Saturday, April 25, 2015

The New Great Game, continued: Monocultural China and the multicultural West competing for the World

Why isn’t China’s drive to control markets in Central Asia and Africa a major topic of our political campaigns?  Why isn’t the Congress focused mainly on how to strengthen US power in Central Asia?  Why do we continue to anger Iran and Pakistan and India and even China by prohibiting our oil companies from exploiting natural gas from the Pars Field, the largest in the world?


Hussein Obama is keeping 10,000 troops in Afghanistan without going though the futile process os getting Congressional approval.  Why is it futile?  Whoever the next president is, will keep troops in Afghanistan, because US military presence in Central Asia is necessary to balance China’s propinquity there.  Just look at a map.  Why doesn’t Congress look?  Are Congressional maps so different from ours?  Do Congressional maps only show Congressional Districts?   

Makkah and Madinah are at risk of conquest by ISIS if Anbar falls, as seems likely.  When ISIS controls the Holy Places, it will control all of  Sunni Asia.  The danger is real, and the Saudi know it and fear it.  
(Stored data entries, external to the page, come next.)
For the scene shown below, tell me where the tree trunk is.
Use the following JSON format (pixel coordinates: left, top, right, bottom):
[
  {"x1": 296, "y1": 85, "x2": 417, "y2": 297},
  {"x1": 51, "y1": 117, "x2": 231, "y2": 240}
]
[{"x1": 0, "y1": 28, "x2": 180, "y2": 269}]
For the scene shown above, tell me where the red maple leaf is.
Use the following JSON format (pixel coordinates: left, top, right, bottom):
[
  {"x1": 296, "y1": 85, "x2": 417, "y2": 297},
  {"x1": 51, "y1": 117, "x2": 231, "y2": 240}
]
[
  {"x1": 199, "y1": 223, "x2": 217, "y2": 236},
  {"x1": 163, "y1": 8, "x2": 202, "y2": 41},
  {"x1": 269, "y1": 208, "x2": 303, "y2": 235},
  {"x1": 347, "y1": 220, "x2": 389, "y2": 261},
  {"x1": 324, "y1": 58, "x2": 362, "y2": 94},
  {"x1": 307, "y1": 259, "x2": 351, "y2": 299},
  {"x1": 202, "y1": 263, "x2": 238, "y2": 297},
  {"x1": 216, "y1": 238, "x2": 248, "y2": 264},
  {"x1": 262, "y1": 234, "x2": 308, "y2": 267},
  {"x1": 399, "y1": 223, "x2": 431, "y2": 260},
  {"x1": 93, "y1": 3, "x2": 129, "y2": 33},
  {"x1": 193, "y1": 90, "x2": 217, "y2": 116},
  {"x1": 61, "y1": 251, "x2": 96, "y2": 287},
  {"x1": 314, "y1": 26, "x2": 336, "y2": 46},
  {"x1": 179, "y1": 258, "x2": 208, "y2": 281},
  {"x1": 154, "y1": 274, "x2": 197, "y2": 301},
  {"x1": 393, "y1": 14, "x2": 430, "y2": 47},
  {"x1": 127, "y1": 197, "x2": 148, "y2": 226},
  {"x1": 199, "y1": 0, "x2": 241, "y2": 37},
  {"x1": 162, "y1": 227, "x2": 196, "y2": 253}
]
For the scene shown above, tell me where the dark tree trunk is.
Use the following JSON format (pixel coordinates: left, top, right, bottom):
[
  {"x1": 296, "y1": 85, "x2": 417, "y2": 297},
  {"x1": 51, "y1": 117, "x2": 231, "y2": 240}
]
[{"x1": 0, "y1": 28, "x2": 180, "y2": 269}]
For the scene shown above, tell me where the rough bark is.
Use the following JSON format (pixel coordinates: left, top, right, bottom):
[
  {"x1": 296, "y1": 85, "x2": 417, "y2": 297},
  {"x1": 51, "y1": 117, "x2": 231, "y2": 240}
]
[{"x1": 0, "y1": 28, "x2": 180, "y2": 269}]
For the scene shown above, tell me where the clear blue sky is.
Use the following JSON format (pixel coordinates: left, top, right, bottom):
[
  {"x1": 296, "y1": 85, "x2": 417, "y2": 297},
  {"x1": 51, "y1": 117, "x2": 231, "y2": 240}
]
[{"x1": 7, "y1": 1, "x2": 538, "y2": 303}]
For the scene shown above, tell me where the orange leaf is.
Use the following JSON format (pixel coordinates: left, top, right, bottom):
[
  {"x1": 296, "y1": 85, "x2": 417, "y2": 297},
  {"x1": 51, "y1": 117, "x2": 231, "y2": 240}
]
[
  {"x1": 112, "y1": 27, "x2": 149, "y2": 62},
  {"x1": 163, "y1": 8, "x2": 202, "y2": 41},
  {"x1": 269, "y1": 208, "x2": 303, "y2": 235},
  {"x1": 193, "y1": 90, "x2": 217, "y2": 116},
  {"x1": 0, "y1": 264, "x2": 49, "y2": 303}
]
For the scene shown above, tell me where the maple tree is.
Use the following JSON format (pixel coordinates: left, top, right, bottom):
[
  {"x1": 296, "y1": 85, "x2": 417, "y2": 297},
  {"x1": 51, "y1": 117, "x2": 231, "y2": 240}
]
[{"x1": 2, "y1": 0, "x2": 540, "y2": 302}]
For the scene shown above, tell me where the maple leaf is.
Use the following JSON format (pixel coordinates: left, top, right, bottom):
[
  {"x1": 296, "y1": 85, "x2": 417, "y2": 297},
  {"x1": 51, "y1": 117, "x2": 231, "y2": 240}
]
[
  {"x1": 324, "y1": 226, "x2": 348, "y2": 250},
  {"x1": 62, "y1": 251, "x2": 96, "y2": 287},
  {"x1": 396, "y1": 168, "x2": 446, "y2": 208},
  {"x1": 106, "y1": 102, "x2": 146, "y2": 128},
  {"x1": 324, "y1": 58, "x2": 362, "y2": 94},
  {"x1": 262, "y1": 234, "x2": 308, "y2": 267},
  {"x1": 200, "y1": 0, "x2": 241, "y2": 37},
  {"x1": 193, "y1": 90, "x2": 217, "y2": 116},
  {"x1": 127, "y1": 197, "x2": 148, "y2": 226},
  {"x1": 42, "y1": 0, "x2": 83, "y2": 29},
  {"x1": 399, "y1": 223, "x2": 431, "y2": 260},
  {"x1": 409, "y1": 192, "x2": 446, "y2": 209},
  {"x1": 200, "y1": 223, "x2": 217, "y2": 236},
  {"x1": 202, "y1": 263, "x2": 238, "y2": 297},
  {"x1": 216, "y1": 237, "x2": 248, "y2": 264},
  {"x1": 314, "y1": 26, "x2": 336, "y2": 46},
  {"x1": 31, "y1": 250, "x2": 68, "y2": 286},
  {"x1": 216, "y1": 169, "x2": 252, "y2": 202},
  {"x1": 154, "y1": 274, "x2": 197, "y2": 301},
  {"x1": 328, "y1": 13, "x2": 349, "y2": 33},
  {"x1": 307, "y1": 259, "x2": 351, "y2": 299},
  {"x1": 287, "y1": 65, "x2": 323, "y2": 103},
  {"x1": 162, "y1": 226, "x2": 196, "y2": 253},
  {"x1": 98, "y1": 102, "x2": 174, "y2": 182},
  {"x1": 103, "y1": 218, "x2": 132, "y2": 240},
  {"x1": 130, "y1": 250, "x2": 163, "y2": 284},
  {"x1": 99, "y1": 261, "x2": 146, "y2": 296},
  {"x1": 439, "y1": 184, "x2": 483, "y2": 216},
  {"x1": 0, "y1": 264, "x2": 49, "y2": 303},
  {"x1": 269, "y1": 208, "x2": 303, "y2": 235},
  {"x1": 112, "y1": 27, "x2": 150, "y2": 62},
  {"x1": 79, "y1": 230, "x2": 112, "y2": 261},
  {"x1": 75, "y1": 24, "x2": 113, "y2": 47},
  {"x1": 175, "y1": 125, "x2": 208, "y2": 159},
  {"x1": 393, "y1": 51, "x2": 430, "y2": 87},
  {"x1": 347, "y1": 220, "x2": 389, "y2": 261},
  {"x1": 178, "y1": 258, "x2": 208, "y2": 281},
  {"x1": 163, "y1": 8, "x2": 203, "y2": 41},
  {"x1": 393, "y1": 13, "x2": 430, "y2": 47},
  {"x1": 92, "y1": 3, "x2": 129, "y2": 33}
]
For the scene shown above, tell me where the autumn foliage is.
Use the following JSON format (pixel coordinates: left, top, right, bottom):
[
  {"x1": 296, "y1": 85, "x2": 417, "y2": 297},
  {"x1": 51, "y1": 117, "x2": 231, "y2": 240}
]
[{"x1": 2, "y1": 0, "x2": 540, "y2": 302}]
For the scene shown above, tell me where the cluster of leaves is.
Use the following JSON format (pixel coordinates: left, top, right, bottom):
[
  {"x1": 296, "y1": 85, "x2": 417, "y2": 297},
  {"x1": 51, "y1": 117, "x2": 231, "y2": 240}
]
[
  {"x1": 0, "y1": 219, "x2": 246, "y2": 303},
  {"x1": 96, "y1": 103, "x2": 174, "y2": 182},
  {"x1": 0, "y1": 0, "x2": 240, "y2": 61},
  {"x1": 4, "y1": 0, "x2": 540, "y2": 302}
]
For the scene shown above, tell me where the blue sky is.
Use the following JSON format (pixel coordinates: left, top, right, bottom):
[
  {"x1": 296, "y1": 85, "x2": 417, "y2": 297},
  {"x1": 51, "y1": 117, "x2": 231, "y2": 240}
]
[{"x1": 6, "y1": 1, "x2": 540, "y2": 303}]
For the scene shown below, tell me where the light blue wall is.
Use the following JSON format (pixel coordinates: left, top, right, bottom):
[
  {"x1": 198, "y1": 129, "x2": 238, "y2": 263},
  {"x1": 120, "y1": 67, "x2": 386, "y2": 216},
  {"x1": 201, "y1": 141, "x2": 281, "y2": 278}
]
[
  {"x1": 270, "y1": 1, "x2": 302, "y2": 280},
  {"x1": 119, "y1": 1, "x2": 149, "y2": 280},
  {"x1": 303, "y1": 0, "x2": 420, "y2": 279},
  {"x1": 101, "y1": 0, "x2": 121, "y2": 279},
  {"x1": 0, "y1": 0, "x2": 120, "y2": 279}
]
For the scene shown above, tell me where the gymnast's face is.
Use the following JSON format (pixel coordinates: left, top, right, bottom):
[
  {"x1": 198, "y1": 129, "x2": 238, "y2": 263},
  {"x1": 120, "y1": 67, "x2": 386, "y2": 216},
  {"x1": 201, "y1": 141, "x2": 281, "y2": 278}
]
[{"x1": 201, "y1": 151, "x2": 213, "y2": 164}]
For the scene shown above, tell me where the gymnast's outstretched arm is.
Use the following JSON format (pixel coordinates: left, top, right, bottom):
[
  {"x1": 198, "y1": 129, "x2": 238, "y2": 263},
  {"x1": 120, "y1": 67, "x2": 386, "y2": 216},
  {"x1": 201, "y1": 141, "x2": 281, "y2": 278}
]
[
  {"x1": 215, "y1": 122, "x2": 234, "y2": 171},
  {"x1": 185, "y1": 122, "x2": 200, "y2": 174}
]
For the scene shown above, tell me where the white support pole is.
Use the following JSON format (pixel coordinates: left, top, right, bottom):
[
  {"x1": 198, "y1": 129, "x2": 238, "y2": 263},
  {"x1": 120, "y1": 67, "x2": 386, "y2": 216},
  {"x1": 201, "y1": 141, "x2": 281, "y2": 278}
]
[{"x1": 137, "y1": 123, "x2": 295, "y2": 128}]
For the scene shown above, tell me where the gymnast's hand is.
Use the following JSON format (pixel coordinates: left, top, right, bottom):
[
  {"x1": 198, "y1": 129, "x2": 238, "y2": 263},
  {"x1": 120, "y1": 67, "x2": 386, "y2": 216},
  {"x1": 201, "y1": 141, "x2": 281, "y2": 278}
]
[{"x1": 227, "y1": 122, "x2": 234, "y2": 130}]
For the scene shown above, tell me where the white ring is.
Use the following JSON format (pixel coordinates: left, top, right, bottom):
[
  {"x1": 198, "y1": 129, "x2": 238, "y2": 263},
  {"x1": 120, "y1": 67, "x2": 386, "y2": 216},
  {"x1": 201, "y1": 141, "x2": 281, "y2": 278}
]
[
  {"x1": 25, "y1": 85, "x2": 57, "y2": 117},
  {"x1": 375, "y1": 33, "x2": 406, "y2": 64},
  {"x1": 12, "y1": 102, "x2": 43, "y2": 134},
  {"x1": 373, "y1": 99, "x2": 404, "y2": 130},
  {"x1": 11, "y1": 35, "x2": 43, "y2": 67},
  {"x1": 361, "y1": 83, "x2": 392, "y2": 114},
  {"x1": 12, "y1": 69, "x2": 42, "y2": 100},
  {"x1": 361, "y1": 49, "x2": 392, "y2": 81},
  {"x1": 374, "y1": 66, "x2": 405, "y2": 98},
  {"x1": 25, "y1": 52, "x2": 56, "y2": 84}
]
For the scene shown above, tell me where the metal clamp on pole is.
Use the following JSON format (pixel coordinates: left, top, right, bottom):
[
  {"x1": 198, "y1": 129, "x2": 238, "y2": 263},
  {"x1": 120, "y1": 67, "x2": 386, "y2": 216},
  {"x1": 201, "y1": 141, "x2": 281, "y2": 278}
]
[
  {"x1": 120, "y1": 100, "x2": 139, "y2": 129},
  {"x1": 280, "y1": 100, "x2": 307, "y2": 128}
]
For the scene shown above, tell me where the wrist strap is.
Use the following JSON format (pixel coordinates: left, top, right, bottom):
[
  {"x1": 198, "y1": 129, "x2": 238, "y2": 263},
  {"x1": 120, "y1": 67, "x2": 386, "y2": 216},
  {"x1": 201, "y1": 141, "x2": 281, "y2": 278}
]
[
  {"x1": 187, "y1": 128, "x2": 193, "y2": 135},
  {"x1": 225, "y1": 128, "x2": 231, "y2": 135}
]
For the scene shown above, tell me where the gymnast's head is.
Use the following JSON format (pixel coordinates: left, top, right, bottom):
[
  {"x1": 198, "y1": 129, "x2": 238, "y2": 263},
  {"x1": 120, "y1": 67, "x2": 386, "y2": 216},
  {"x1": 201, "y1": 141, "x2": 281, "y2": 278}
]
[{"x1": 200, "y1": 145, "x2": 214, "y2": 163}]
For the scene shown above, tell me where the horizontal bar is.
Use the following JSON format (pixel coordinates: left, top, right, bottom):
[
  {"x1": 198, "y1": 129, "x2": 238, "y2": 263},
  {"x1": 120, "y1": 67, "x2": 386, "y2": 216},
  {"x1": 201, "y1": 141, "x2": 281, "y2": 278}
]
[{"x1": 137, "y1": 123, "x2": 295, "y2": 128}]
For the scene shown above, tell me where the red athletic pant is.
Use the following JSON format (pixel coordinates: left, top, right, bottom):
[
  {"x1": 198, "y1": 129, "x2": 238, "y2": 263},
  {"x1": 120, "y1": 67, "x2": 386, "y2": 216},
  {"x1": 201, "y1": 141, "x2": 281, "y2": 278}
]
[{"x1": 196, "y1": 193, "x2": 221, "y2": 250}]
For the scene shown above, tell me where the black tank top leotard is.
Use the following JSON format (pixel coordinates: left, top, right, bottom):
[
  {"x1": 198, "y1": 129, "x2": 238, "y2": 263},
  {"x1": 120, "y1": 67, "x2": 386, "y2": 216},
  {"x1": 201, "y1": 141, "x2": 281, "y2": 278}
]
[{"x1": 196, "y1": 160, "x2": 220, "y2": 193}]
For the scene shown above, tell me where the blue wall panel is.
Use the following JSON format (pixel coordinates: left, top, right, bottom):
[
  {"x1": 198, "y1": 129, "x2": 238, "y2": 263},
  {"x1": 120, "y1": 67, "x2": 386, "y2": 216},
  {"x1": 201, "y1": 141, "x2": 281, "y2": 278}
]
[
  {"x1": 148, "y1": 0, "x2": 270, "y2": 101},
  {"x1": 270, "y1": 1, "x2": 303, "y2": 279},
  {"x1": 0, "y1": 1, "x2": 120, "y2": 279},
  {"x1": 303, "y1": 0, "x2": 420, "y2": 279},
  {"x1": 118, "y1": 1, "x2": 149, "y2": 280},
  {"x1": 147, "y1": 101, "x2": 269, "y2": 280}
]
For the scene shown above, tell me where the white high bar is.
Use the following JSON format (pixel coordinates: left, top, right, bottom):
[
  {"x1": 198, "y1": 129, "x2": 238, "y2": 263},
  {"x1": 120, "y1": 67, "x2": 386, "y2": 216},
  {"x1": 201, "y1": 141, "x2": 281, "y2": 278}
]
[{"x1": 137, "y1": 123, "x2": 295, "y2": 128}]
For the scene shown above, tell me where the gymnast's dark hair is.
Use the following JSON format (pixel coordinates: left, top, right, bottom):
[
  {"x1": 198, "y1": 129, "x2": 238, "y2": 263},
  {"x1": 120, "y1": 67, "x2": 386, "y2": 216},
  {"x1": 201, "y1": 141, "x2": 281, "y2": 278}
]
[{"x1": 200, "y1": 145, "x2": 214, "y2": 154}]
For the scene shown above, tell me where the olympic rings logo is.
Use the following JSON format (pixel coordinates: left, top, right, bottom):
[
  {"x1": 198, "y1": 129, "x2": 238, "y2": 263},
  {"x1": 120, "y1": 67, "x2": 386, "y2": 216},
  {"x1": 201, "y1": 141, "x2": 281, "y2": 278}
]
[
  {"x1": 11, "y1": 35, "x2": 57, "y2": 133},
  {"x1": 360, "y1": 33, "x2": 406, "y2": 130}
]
Does a new oil route from Iran to China , which bypasses India, alarm you?  It comforts rulers in China.  Does Washington know it, outside the presidency?  You wouldn't believe that any know it besides my friend Gerry,  by attending to political campaigns. 


This blogger's take, looking at the world from Zeus’ point of view:  The struggle to control world markets and peoples was between England and Russia in the 19th Century, then the world’s most powerful; it is now between The West (Europe, including Russia and India, and  North America)  and China. 

 North America an Europe compete with one another, are multicultural, and have no central  deciding authority. Yet.  Though I think it is a’comin'.  Although multicultural, the West is mostly opposed to Chinese expansion.  

China has begun a a concentrated plan to control Central Asia and then the world. The West has more money and people than China has.  The West’s plan for expansion is  ad hoc, therefore poorly functioning.   China’s plan is well-thought-out, focused, an working as well as one might expect a central but global plan to work.  

There are seven billion of us human animals; we each see living and dying differently;  we all see nothing at all in the same way.  Any plan designed for all of us won’t wok, but one designed for all  of us will work better than inconsistent, hesitant ad hoc plans.

Here’s for  America to agree on a few central ad hoc plans!  Here’s for Ethnic Russians to join the EU!  Here’s for the the Turkic Council to become a united economic powerhouse!  Here’s for the UN to resolve the Palestine Nation issues!  Here’s for the Sunni to become China’s problem!  Here’s for a Congress that likes compromise, that knows the skills of horse-trading!


The Council on Foreign Relations

Foreign Affairs, 
a publication of the Foreign Policy Institute
Beijing Looks West Toward Eurasian Integration


An excerpt from the article:

First among them is bolstering the Chinese economy by providing an outlet for excess industrial capacity. As Beijing tries to cool an overheated domestic infrastructure sector without creating massive unemployment, plans that channel investment-led growth beyond China will be key. Inside China’s borders, the plans focus on China’s relatively underdeveloped western and southern regions, which will help accelerate growth and boost employment there, moves which leaders hope will tamp down ethnic unrest in addition to providing jobs and an outlet for the nation’s workforce.